Pepperdine University gay and lesbian students, buoyed by on- and off-campus support, are petitioning the administration to reconsider its refusal to recognize their group as an official campus organization.
Lindsay Jakows, a Pepperdine senior and co-president of Reach OUT, calls the recent denial of her group’s application for club status unfair, saying the administration doesn’t uniformly require other student groups to adopt and promote every university tenet.
When contacted by Diverse, university spokesman Jerry Derloshon issued a statement on behalf of the administration calling the decision “to withhold official recognition of Reach OUT consistent with Pepperdine’s traditional views of biblical teaching as understood by Christian churches.”
Dr. Mark Davis, dean of students, has been quoted in the student newspaper, Graphic, as saying Reach OUT isn’t aligned with the conservative, private school’s position on sexual morality and that it seemed impossible for an LGBT group such as Reach OUT to maintain a neutral stance concerning sexual relations.
“Our group doesn’t endorse sexual activity,” Jakows says, “but what really bothers me is that this doesn’t come up with other student groups. Graphic openly states that the views expressed in published news and opinions don’t necessarily reflect those of the university. There are political clubs on campus with views different from the university. We are being held to a double standard.”
With 7,700 students, Pepperdine is affiliated with the Churches of Christ. The administration’s refusal to officially recognize Reach OUT is part of its complicated relationship and dialogue with openly gay, lesbian, bisexual and transgender students.
For the past year, Pepperdine has sponsored a faculty-staff committee called Building Bridges to try to address LGBT issues. Jakows and Reach OUT co-president Alexander Cooper are student members of Building Bridges. Among the initiatives resulting from these meetings, Pepperdine officials are in the process of strengthening the institutional anti-harassment policy to include protection for LGBT students.
Jakows applauds the move but says recognition of Reach OUT as an official campus organization “would show that we have an equal voice as everyone else.” Some critics say they shouldn’t have enrolled at a school steeped in conservatism, but she says many Reach OUT members didn’t come out as gay until after they began college, one of the reasons their peer support group exists.
The student petition, which is hosted online by the social advocacy platform Change.org, has garnered more than 5,600 signatures so far, some from people identifying themselves as Pepperdine faculty, alumni and current students.
“We strive to meet all students where they are, whether they come from traditional backgrounds or otherwise, so they feel at home,” the petition states.
In response to the petition, the university statement read, “Pepperdine has been committed to values of kindness, compassion and respect for all, whatever their orientation. Individual members of our community hold different viewpoints and (they) should be treated with dignity and respect.” The statement expressed gratitude for student participation on the Building Bridges committee and mentioned the administration’s intent to update the school’s written policies to make clear that “students have never been disciplined or lost scholarships based on sexual orientation.”
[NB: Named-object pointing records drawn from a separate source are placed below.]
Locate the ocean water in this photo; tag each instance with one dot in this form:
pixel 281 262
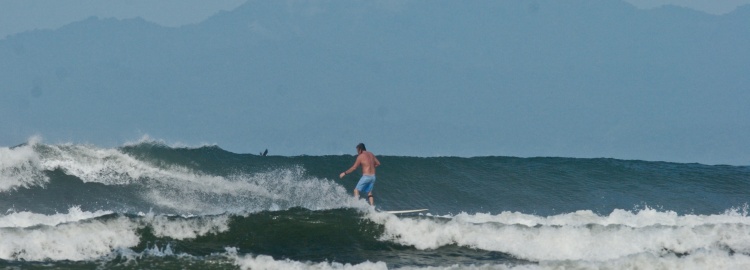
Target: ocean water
pixel 151 206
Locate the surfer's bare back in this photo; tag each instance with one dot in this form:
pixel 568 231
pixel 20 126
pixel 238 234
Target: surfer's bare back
pixel 368 161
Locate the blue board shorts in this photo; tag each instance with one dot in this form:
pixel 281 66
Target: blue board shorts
pixel 366 183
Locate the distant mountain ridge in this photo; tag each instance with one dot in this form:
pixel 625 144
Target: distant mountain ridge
pixel 583 78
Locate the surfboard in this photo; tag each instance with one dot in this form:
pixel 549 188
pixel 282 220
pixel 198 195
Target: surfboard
pixel 405 211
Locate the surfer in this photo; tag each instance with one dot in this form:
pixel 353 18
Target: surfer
pixel 368 161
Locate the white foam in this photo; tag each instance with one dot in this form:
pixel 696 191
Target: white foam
pixel 178 188
pixel 186 228
pixel 80 235
pixel 28 219
pixel 576 236
pixel 262 262
pixel 77 241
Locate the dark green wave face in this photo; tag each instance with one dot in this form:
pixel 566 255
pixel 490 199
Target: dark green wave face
pixel 152 206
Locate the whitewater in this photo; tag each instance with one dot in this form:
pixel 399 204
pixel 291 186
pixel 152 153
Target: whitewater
pixel 150 205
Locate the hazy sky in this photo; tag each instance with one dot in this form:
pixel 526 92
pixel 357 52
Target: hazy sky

Reach OUT members meet once weekly, Jakows says. While they have not been banned from convening on campus, the lack of official recognition renders them ineligible for university funds supporting club programs and events.
The petition drive by Reach OUT members coincided with last week’s first-ever observance of National Gay-Straight Alliance Day in this country. Since 1999, more than 4,000 such clubs have been established among LGBT youth and their heterosexual allies, working to erase homophobia at schools and universities.
Education Secretary Arne Duncan released a video message for the observance, saying, “Harassment and bullying are serious problems at schools and colleges, especially for lesbian, gay, bisexual and transgender students. We have to dispel the myth that bullying is a rite of passage or an inevitable part of growing up.”